Simone Paradiso is a postdoc at the Waterloo Centre for Astrophysics at University of Waterloo. Originally from Rome, in 2016 he completed his Bachelors and Masters degree at University of Rome “La Sapienza” in Astrophysics. He completed his PhD in Physics and Astrophysics in 2021 at University of Milan. Simone’s research focuses on physical and statistical cosmology, by studying the cosmic microwave background. His most recent accomplishment in this field has been within the BeyondPlanck project, an EU sponsored initiative which delivered a full Bayesian end-to-end analysis of the Planck data. Simone is now working on developing novel statistical techniques to be applied to cosmological data; he is also part of the Large Scale Polarization Explorer and the QUBIC CMB experiments, as well as actively contributing to the Cosmoglobe project, a natural follow-up of BeyondPlanck.
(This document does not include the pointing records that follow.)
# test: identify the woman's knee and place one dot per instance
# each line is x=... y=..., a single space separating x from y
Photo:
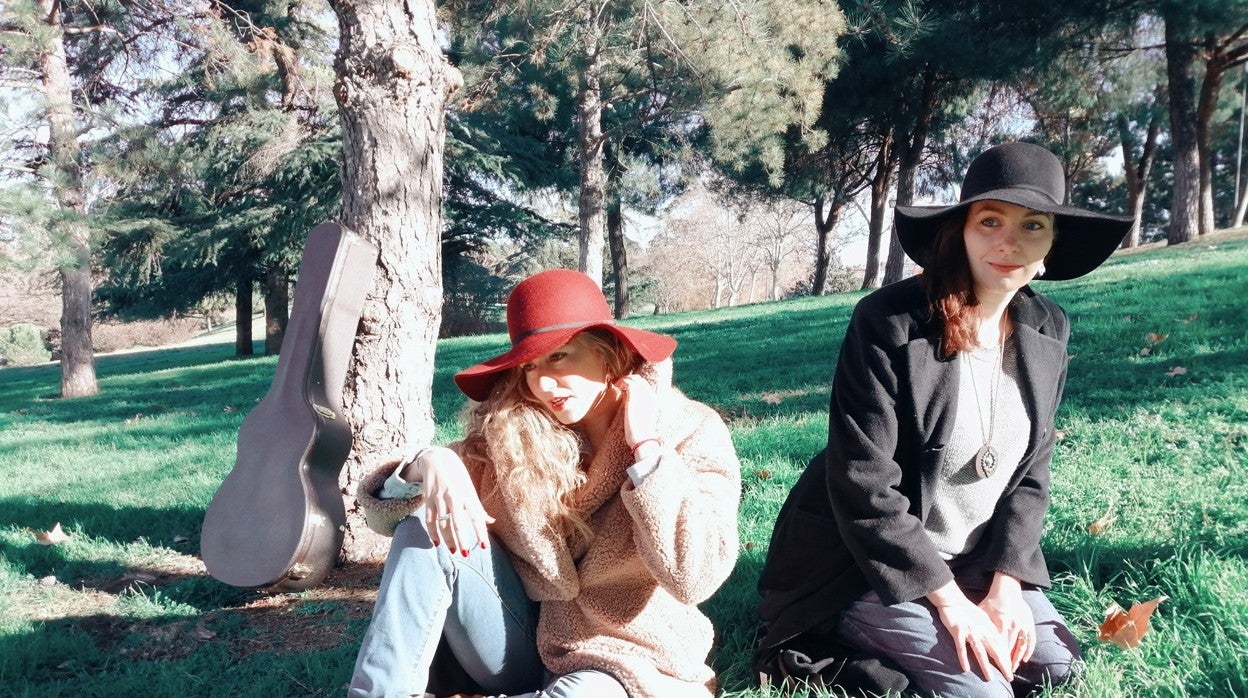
x=413 y=553
x=1057 y=658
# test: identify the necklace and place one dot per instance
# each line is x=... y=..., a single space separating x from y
x=986 y=457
Title: CMB analysis within a Bayesian end-to-end framework
Abstract: The cosmic microwave background constitutes one of the most powerful probes of cosmology available today, as the statistical properties of the pattern of small variations in the intensity and polarisation of this radiation impose strong constraints on cosmological structure formation processes in the early universe. State-of-the-art full-sky CMB measurements from the Planck satellite, complemented by ground and balloon observations and data from non-CMB cosmological probes have led to a spectacularly successful cosmological concordance model called ΛCDM. This model is able to describe a host of cosmological observables with exquisite precision, although it leaves much to be desired in terms of theoretical understanding. Next generation CMB experiments aim to measure the very faint signal coming from primordial gravitational waves produced during the Inflation, and the only way to achieve such a goal is both to increase the sensitivity of instrumentation, and to develop a highly reliable methodology to control systematic effects and component separation residuals. In this talk, I will therefore present my contribution to this very last aspect. Within the BeyondPlanck project, we developed and run a complete Bayesian end-to-end analysis of the Planck LFI data. The main objective was to sample the whole parameter space in order to seamlessly propagate uncertainties throughout the pipeline, and characterize the marginalised posterior distribution of the cosmological parameters over all the sources of uncertainty.